Sabemos que é um desafio manter o povo confiante, principalmente na justiça. Nós tínhamos a promessa que aqui seria diferente de Mariana, porque em Mariana as pessoas ainda estão numa situação muito mais difícil. Nós entendemos que aqui nós tivemos mais conquistas, mas é óbvio que nada próximo de termos os nossos direitos, de termos uma vida digna, de termos o que nós precisamos pra ter uma vida minimamente saudável, digna, que a Vale nos tirou.

Nós seguimos fortalecendo uns aos outros, pois não há outro caminho.
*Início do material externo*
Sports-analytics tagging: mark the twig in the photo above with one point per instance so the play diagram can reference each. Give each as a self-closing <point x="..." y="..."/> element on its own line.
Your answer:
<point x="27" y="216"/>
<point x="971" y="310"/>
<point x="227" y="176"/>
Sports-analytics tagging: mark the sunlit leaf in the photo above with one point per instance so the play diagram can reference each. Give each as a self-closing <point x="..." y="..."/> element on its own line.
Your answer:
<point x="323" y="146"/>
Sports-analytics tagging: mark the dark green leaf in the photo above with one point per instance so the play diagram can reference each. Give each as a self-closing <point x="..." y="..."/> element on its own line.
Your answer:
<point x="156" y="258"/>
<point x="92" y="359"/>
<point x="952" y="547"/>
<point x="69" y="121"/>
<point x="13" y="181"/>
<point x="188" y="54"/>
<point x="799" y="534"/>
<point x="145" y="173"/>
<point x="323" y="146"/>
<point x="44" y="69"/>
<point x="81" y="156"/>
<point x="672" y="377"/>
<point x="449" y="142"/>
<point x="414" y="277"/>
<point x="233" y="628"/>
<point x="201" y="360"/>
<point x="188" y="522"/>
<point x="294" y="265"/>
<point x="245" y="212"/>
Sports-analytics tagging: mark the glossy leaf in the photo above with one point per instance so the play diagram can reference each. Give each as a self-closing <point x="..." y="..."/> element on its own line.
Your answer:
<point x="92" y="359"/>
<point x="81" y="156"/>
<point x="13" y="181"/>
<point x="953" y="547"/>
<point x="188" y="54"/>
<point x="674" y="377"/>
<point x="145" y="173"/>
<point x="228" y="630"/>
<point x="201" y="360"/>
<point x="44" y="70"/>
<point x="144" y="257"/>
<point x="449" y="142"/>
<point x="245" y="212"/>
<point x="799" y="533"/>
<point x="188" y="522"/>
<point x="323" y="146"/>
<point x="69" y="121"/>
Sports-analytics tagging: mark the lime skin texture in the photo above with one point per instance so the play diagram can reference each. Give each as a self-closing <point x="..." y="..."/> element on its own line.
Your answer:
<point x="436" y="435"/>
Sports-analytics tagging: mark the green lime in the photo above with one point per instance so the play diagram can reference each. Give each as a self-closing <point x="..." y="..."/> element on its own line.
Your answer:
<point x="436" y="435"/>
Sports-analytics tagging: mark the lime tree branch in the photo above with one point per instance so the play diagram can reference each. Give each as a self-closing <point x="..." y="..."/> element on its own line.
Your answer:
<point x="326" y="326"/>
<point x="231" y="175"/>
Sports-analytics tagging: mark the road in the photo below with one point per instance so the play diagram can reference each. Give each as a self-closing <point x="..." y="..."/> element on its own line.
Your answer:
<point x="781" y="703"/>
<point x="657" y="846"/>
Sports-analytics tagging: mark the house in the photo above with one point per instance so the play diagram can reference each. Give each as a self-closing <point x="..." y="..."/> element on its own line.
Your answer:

Hoje nós temos um outro grande desafio, que é ter que fazer uma luta virtual por causa do agravamento da pandemia, que nos impede de ir pra rua.

A gente não sabe se vai poder ficar aqui, se vale a pena continuar aqui. Mas seguimos com luta, com esperança e fé que haverá justiça, e nós ainda teremos dias menos dolorosos, porque a vida realmente nunca mais será a mesma. Nós sabemos que eu, particularmente, não estarei viva pra ver o meu rio vivo novamente.

Aqui, há muita dificuldade de acesso, porque tem muita gente com restrições tecnológicas, mas a gente segue organizado. Só com muita organização, estratégia, inteligência e fé. Após dois anos do crime, o que nos move é a luta, a esperança pela por punição exemplar e, principalmente, para que a vida comece a valer mais do que o lucro.